Here fortune separated the five who conspired to kill the boy. When he heard the Kuhls had been arrested John Conrad fled. The three Kuhls and Hamilton Windon were arrested and taken to Charleston, West Virginia to be tried. Betsy was pregnant with their child Mariah and because of her delicate condition, she was simply fined (I believe it was $100.00) and allowed to return home to the Kuhl farm. A court martial commission consisting of 9 Colonels and a Captain sentenced Henry Kuhl and Hamilton Windon to be hanged. Conrad Kuhl was sentenced to prison.

Henry Kuhl and Hamilton Windon were taken to Braxton County and hung on May 9, 1862. Their bodies were buried on Town Hill. One of the streets passes over their remains.

We know what happened to Conrad Kuhl from Thomas Bland Camden, author of My Recollections and Experiences of the Civil War.2 He was arrested as a Southern sympathizer and confined at Camp Chase in Ohio. He wrote “a prisoner by the name of Kuhl from Steer Creek, Braxton County, who was suspected of being implicated in the murder of a Federal soldier was also at Camp Chase who had a ball and chain attached to his ankle. He could slip it off and on as he pleased, as the guards came and went. He was adept at ring making and inlaying with silver. He made one with TBC in silver letters which I have yet today” His recollections and experiences were published in 1927. After Camp Chase, records show that Conrad Kuhl was sent to Fort Delaware.

And the hired hand John Conrad who had fled when he heard the others had been arrested?

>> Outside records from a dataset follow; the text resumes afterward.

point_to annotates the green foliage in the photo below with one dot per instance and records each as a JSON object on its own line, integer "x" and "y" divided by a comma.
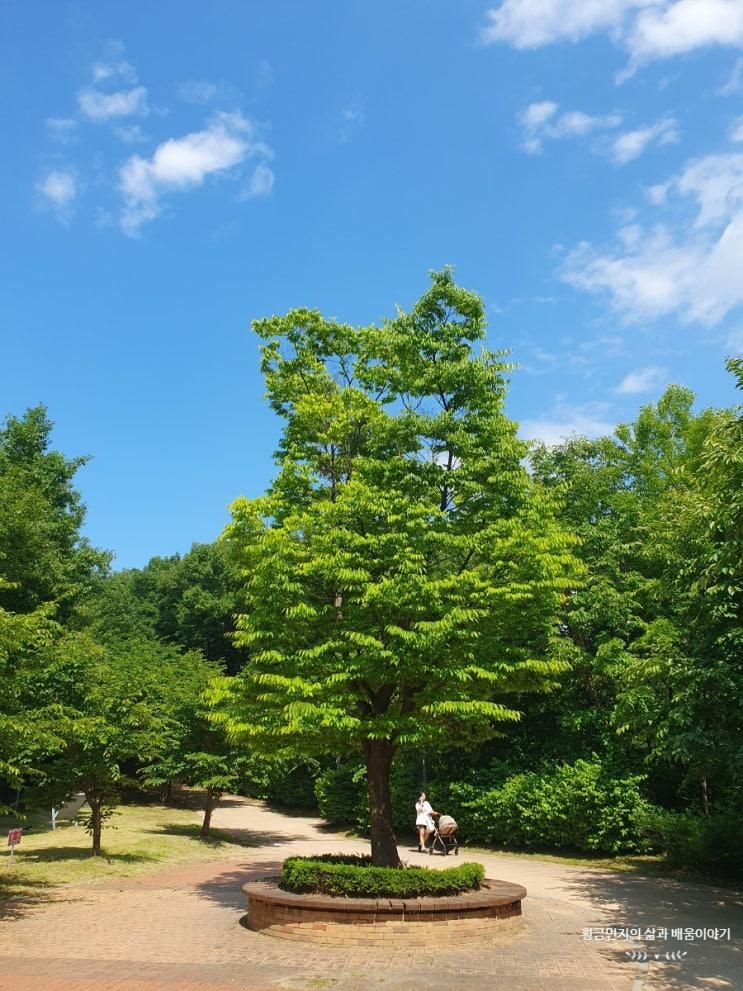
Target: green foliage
{"x": 342, "y": 795}
{"x": 355, "y": 877}
{"x": 42, "y": 554}
{"x": 576, "y": 806}
{"x": 403, "y": 574}
{"x": 655, "y": 633}
{"x": 188, "y": 602}
{"x": 710, "y": 844}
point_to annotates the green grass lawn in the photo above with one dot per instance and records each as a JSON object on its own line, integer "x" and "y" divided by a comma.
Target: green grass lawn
{"x": 136, "y": 839}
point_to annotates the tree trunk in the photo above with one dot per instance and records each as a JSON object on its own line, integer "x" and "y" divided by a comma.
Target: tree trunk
{"x": 705, "y": 797}
{"x": 378, "y": 754}
{"x": 96, "y": 823}
{"x": 207, "y": 823}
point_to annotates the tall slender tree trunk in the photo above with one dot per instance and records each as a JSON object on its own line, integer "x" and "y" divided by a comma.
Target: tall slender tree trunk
{"x": 96, "y": 822}
{"x": 207, "y": 823}
{"x": 378, "y": 754}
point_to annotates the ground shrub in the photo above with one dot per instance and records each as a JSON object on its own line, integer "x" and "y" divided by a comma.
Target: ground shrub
{"x": 355, "y": 877}
{"x": 578, "y": 806}
{"x": 710, "y": 844}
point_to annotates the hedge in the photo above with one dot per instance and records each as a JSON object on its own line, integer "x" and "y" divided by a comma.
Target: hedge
{"x": 355, "y": 877}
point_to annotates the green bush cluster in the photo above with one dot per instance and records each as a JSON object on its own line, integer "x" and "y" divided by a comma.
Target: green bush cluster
{"x": 579, "y": 806}
{"x": 582, "y": 806}
{"x": 711, "y": 844}
{"x": 355, "y": 877}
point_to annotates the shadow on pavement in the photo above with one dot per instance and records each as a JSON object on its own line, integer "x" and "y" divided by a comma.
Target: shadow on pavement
{"x": 631, "y": 901}
{"x": 228, "y": 837}
{"x": 225, "y": 888}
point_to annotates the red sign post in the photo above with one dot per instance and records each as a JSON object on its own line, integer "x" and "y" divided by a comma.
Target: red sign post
{"x": 14, "y": 836}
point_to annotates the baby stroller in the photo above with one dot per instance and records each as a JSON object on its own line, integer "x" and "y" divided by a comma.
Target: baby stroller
{"x": 443, "y": 836}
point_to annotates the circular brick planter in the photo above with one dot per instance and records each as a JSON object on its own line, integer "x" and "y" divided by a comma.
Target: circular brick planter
{"x": 389, "y": 921}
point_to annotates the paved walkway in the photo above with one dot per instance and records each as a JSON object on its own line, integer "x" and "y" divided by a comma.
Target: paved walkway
{"x": 182, "y": 929}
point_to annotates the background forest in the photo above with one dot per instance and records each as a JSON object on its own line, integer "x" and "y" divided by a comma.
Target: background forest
{"x": 637, "y": 747}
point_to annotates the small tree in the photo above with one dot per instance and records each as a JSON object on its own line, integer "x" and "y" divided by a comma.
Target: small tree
{"x": 187, "y": 746}
{"x": 403, "y": 574}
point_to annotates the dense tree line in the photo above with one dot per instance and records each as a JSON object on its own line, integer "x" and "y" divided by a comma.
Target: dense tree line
{"x": 104, "y": 674}
{"x": 558, "y": 629}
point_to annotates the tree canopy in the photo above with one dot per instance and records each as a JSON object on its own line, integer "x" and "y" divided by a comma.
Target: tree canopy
{"x": 404, "y": 574}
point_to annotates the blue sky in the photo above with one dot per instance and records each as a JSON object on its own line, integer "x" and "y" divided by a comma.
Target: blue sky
{"x": 173, "y": 170}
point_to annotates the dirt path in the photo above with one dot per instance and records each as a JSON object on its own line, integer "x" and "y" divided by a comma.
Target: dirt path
{"x": 181, "y": 929}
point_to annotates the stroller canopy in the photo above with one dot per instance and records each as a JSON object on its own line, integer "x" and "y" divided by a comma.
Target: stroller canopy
{"x": 447, "y": 825}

Henry Kuhl's ggg-granddaughter Marilyn (Cole) Posey tells us, "I traced him to Pendleton County where he eventually married and when the war was over he returned to the area. The deed was done, two of the guilty hung, and one sentenced to Camp Chase and then to Fort Delaware for the duration of the war, but John Conrad was not punished in any way. The war was over and everyone forgot about him."

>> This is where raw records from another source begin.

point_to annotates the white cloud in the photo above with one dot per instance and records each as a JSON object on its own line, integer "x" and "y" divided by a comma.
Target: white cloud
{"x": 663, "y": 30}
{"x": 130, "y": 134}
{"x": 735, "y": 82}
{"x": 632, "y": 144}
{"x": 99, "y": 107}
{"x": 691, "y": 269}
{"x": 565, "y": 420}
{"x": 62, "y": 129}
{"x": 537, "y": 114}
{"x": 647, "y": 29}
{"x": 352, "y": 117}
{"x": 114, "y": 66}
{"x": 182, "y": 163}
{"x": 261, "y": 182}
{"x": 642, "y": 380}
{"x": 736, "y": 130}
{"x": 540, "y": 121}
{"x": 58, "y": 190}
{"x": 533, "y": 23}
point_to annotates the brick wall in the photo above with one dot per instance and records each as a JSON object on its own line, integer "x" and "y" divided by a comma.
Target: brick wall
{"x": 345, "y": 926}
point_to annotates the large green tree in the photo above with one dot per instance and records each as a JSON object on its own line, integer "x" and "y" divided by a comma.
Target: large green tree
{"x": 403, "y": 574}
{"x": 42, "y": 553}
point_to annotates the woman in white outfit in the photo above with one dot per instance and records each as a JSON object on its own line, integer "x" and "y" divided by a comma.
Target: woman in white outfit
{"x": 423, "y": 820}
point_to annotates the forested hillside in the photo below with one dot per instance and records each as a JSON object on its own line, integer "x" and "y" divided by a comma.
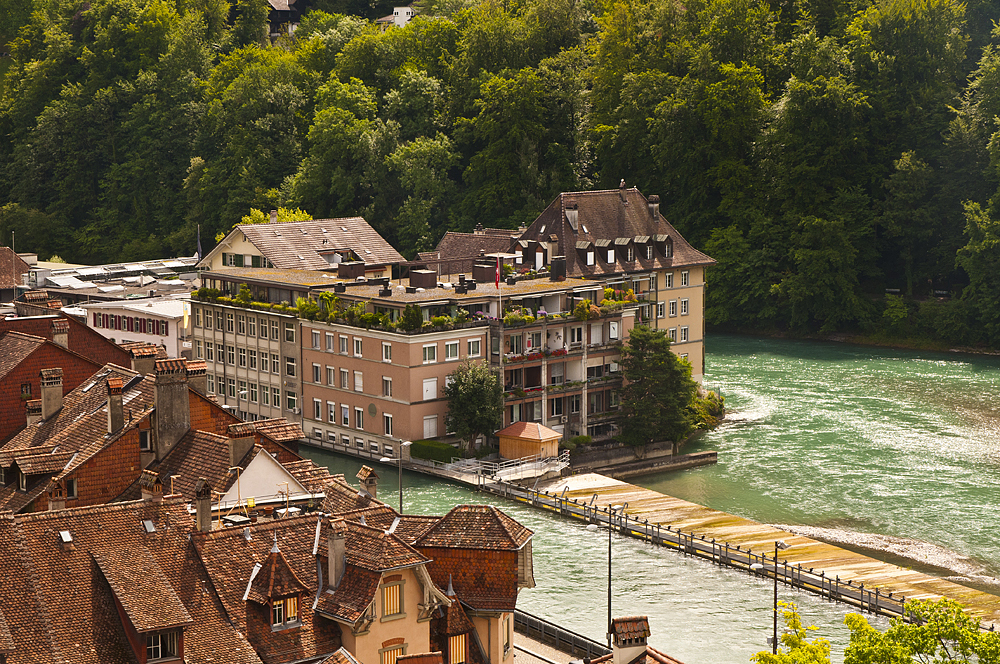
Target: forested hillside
{"x": 822, "y": 152}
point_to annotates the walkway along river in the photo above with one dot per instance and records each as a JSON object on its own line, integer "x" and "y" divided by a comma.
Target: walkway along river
{"x": 787, "y": 392}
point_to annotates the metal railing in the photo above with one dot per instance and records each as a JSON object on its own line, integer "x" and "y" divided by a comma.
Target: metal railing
{"x": 558, "y": 637}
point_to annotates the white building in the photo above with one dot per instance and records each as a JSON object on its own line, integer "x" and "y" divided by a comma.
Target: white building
{"x": 162, "y": 321}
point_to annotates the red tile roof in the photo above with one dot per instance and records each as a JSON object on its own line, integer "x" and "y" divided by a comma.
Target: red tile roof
{"x": 141, "y": 587}
{"x": 476, "y": 527}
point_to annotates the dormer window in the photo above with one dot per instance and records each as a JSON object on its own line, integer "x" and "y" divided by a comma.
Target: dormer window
{"x": 162, "y": 646}
{"x": 284, "y": 613}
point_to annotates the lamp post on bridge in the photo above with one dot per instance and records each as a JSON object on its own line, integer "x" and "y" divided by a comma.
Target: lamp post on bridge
{"x": 593, "y": 528}
{"x": 399, "y": 462}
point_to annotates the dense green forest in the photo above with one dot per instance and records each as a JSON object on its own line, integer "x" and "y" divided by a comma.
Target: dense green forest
{"x": 823, "y": 151}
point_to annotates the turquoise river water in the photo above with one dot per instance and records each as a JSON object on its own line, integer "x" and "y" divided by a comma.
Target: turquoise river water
{"x": 889, "y": 450}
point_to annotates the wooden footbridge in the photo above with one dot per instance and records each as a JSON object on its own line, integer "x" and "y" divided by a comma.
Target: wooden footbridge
{"x": 825, "y": 569}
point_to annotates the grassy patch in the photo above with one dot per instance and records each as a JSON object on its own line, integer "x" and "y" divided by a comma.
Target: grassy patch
{"x": 434, "y": 450}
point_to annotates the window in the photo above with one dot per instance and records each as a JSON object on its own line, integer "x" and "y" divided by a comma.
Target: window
{"x": 161, "y": 646}
{"x": 284, "y": 612}
{"x": 430, "y": 353}
{"x": 456, "y": 649}
{"x": 430, "y": 388}
{"x": 389, "y": 656}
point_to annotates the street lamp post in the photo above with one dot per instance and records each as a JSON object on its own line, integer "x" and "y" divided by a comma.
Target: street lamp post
{"x": 778, "y": 544}
{"x": 593, "y": 528}
{"x": 399, "y": 462}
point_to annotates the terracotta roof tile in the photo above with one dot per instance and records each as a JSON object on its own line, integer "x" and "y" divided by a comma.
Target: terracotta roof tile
{"x": 476, "y": 527}
{"x": 297, "y": 244}
{"x": 141, "y": 587}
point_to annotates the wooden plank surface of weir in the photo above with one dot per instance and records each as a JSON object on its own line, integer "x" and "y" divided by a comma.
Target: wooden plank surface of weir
{"x": 825, "y": 569}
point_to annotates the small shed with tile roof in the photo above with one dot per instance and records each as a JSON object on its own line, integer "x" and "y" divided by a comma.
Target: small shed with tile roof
{"x": 526, "y": 439}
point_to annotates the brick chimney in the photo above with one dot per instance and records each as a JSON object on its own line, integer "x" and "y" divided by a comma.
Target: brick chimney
{"x": 151, "y": 486}
{"x": 143, "y": 359}
{"x": 51, "y": 380}
{"x": 57, "y": 496}
{"x": 198, "y": 376}
{"x": 336, "y": 551}
{"x": 203, "y": 505}
{"x": 33, "y": 411}
{"x": 369, "y": 481}
{"x": 241, "y": 440}
{"x": 60, "y": 332}
{"x": 173, "y": 409}
{"x": 116, "y": 410}
{"x": 629, "y": 638}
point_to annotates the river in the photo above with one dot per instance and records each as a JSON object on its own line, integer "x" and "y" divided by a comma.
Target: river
{"x": 885, "y": 449}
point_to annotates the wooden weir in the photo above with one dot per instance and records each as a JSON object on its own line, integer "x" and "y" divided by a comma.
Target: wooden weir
{"x": 824, "y": 569}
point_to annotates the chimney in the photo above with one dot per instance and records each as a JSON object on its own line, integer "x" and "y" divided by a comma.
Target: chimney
{"x": 57, "y": 496}
{"x": 151, "y": 486}
{"x": 33, "y": 411}
{"x": 203, "y": 505}
{"x": 369, "y": 481}
{"x": 336, "y": 552}
{"x": 51, "y": 380}
{"x": 143, "y": 359}
{"x": 60, "y": 332}
{"x": 629, "y": 638}
{"x": 116, "y": 409}
{"x": 173, "y": 408}
{"x": 197, "y": 376}
{"x": 241, "y": 440}
{"x": 572, "y": 214}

Two of Henry Kuhl's sons, John and Christian, were already serving in the Confederate Army when the killing took place. John was wounded at the Battle of McDowell and died from those wounds in Staunton, Virginia. Christian Kuhl wrote a fascinating and enlightening paper, the Memoirs of Christian Kuhl, about his service in the Confederate Army.

After the trial two other sons, William Harrison Kuhl and Henry Kuhl, volunteered to serve in the Union Army and served through the war in the Tenth West Virginia Infantry. Later in life, as a result of their father's actions and demise, both men changed their family's name to "Cole." To the right is veteran of the Union Army Wiliam Harrison Kuhl/Cole with his wife Mary (Hefner). 3 These were the parents of Henry H. Cole of Three Lick.

See also the entry about Henry Harrison Cole's life and death which was posted Jan '07, titled Henry Cole Was a Hero.

Thanks to Marilyn (Cole) Posey for the information and photos.

1. Henry Kuhl was born in Germany in 1802 and married Catharine Yeagle there. Catharine was born in Germany March 9, 1804. Three sons were born in Germany. The family arrived at Baltimore, Maryland in September 1839. They moved to Lewis County VA (WV), where three children were born from 1841 to 1849. Catharine died in Braxton County February 5, 1854. Henry married Elizabeth "Betsy" Skidmore in Braxton County May 16, 1855. Betsy, a daughter of Levi and Nancy (Belknap) Skidmore, was born in 1829 and died in 1907. Betsy brought 2 children from a previous marriage, Reuben and Wesley Ellyson. Henry and Betsy had four more children, Ellisana, Alice, George and Mariah.

2. From Don Norman's tree published by the Hacker's Creek Pioneer Descendants.

3. William Kuhl /Cole married Mary Hefner from Pendleton County on Jan. 8, 1860 in Gilmer County. William and Mary set up housekeeping in the Blackburn community of Gilmer County.They are both buried in the Blackburn cemetery.